PLAN OF DISTRIBUTION

The selling stockholders and any of their respective transferees, pledgees, assignees or other successors-in-interest may, from time to time, sell any or all their respective shares of common stock on any stock exchange, market or trading facility on which the shares are traded or in private transactions. These sales may be at fixed or negotiated prices. The selling stockholders may use any one or more of the following methods when selling shares:

 

    ordinary brokerage transactions and transactions in which the broker-dealer solicits purchasers;

 

    block trades in which the broker-dealer will attempt to sell the shares as agent but may position and resell a portion of the block as principal to facilitate the transaction;

 

    purchases by a broker-dealer as principal and resale by the broker-dealer for its account;

 

    an exchange or market distribution in accordance with the rules of the applicable exchange or market;

 

    privately negotiated transactions;

 

    settlement of short sales;

 

    broker-dealers may agree with the selling stockholders to sell a specified number of such shares at a stipulated price per share;

 

    through options, swaps or derivatives;

 

    a combination of any such methods of sale; and

 

    any other method permitted pursuant to applicable law.

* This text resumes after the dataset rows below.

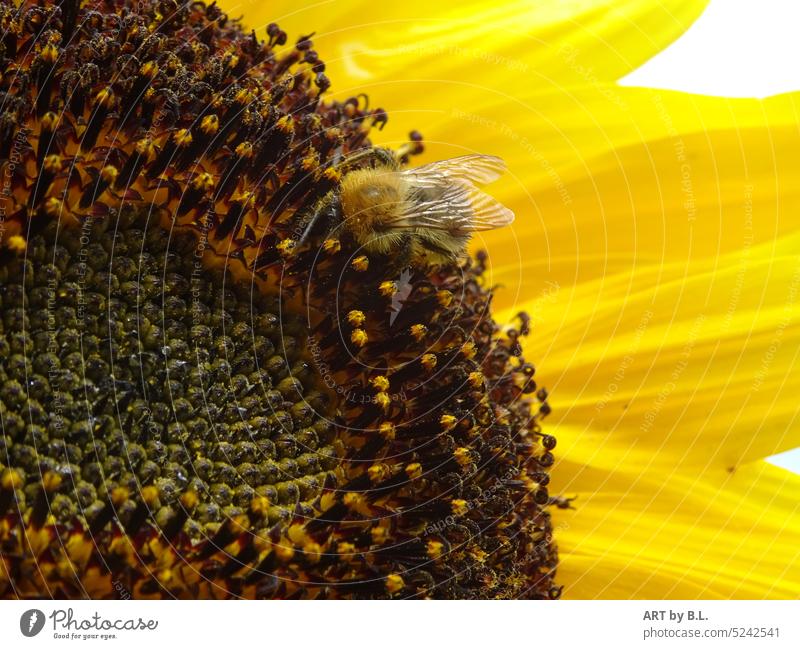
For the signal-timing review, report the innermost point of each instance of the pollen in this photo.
(388, 288)
(380, 383)
(359, 337)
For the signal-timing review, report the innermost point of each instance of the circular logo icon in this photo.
(31, 622)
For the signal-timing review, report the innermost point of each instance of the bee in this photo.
(424, 215)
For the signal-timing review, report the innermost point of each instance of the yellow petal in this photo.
(693, 361)
(515, 43)
(639, 533)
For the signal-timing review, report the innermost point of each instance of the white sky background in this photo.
(737, 48)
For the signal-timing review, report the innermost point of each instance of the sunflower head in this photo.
(195, 402)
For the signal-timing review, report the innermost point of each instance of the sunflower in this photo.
(205, 392)
(655, 250)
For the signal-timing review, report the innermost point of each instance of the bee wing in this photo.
(444, 196)
(475, 168)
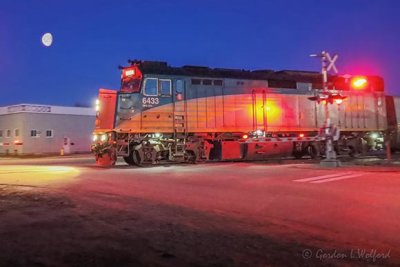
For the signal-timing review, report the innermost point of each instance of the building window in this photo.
(151, 87)
(49, 133)
(165, 87)
(196, 81)
(217, 82)
(34, 133)
(207, 82)
(180, 86)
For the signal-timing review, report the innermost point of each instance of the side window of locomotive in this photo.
(165, 87)
(151, 87)
(179, 86)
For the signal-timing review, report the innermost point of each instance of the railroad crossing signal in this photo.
(331, 61)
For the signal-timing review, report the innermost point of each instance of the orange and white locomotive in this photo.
(191, 113)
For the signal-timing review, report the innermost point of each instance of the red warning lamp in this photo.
(359, 83)
(338, 101)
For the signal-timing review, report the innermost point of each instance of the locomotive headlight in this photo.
(104, 137)
(374, 135)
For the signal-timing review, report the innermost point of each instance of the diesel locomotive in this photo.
(194, 113)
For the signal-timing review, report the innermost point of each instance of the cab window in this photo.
(165, 87)
(151, 87)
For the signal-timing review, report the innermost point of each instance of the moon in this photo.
(47, 39)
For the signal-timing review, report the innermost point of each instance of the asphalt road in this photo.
(67, 212)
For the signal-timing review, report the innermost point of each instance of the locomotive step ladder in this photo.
(180, 130)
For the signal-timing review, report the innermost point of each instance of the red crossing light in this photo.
(359, 83)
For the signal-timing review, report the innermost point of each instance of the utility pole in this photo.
(329, 129)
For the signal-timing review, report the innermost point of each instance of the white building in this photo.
(42, 129)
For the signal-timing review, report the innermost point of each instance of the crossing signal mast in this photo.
(327, 97)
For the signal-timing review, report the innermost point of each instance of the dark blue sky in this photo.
(91, 38)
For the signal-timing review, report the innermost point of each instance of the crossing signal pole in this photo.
(329, 130)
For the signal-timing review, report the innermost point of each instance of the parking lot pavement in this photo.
(214, 214)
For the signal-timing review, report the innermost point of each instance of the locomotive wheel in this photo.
(191, 157)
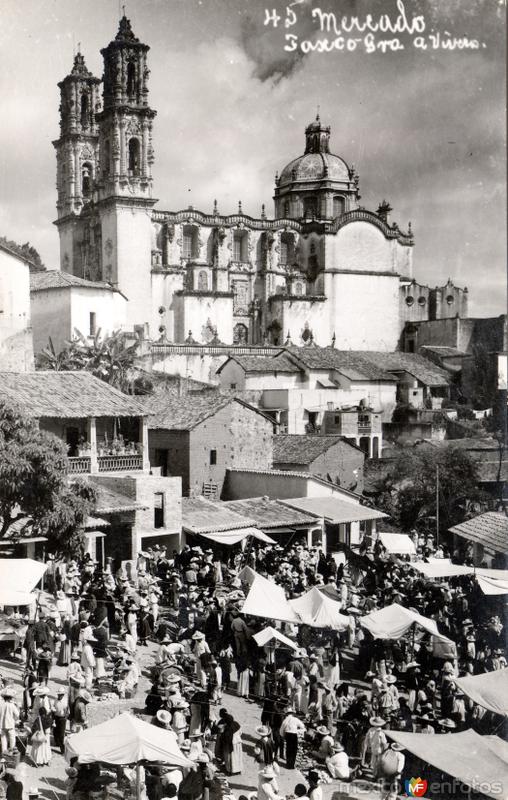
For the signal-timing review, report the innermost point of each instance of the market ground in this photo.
(50, 780)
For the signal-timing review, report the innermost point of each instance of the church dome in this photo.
(317, 163)
(315, 167)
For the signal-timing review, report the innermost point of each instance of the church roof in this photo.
(54, 279)
(303, 448)
(66, 395)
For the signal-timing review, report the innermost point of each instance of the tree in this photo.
(112, 359)
(410, 488)
(34, 486)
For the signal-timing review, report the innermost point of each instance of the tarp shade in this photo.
(269, 634)
(319, 611)
(126, 740)
(334, 510)
(398, 543)
(393, 621)
(266, 599)
(18, 578)
(473, 759)
(489, 690)
(238, 535)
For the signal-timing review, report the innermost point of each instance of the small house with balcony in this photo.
(106, 434)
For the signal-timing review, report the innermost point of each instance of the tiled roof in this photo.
(490, 529)
(174, 413)
(302, 448)
(418, 366)
(266, 364)
(324, 358)
(270, 513)
(67, 394)
(54, 279)
(203, 516)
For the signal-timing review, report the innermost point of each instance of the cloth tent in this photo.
(270, 634)
(393, 621)
(319, 611)
(126, 740)
(489, 690)
(266, 599)
(237, 535)
(18, 579)
(397, 543)
(481, 762)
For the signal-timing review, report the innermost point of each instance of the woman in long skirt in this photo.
(40, 751)
(232, 746)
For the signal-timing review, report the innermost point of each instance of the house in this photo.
(331, 457)
(297, 385)
(199, 436)
(488, 534)
(16, 344)
(63, 303)
(106, 434)
(339, 511)
(285, 525)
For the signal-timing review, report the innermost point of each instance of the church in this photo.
(322, 270)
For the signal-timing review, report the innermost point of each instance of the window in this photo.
(131, 78)
(158, 510)
(239, 246)
(338, 206)
(134, 156)
(202, 281)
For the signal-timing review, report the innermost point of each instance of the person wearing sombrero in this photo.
(374, 744)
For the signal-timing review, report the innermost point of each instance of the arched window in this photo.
(131, 78)
(84, 110)
(202, 281)
(106, 158)
(338, 206)
(86, 179)
(134, 156)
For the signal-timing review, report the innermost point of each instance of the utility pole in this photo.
(437, 505)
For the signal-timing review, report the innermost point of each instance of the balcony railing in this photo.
(120, 463)
(79, 464)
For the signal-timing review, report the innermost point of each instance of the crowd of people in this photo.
(324, 707)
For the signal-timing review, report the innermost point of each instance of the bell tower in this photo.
(123, 197)
(77, 152)
(126, 119)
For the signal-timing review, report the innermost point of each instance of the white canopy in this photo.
(268, 634)
(319, 611)
(18, 578)
(126, 740)
(237, 535)
(489, 690)
(478, 761)
(398, 543)
(266, 599)
(393, 621)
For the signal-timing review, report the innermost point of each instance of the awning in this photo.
(397, 543)
(269, 634)
(235, 536)
(334, 510)
(489, 690)
(125, 739)
(393, 621)
(18, 579)
(478, 761)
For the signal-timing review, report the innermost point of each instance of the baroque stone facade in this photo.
(318, 270)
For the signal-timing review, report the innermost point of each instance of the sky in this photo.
(425, 128)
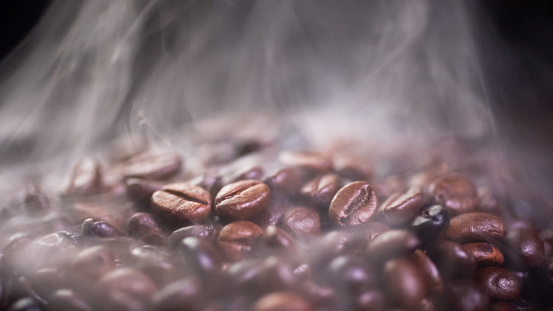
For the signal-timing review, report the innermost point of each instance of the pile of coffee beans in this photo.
(268, 230)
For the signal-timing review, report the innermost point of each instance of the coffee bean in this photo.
(400, 208)
(279, 301)
(242, 200)
(430, 223)
(99, 228)
(485, 254)
(320, 190)
(455, 192)
(475, 227)
(301, 222)
(354, 204)
(181, 204)
(404, 284)
(154, 166)
(499, 283)
(237, 239)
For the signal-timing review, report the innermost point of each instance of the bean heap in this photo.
(307, 232)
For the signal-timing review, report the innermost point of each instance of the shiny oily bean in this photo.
(355, 204)
(485, 254)
(499, 283)
(181, 204)
(302, 222)
(242, 200)
(475, 227)
(279, 301)
(399, 208)
(455, 192)
(404, 284)
(238, 238)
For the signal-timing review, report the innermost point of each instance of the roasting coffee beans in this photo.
(137, 233)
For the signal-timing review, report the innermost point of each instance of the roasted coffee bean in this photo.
(400, 208)
(404, 284)
(450, 258)
(198, 231)
(237, 239)
(184, 294)
(320, 190)
(432, 277)
(99, 228)
(181, 204)
(499, 283)
(475, 227)
(279, 301)
(392, 244)
(312, 161)
(153, 166)
(86, 178)
(354, 204)
(527, 244)
(242, 200)
(485, 254)
(67, 299)
(430, 223)
(301, 222)
(456, 193)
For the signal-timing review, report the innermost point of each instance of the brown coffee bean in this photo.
(499, 283)
(450, 258)
(320, 190)
(181, 204)
(526, 242)
(404, 284)
(400, 208)
(475, 227)
(237, 239)
(354, 204)
(279, 301)
(242, 200)
(432, 277)
(455, 192)
(485, 254)
(301, 222)
(154, 166)
(86, 178)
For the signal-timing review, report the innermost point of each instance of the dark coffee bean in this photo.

The selling stockholders may also sell shares under Rule 144 under the Securities Act, if available, rather than under this prospectus.

Broker-dealers engaged by the selling stockholders may arrange for other brokers-dealers to participate in sales. Broker-dealers may receive commissions or discounts from the selling stockholders (or, if any broker-dealer acts as agent for the purchaser of shares, from the purchaser) in amounts to be negotiated. The selling stockholders do not expect these commissions and discounts to exceed what is customary in the types of transactions involved.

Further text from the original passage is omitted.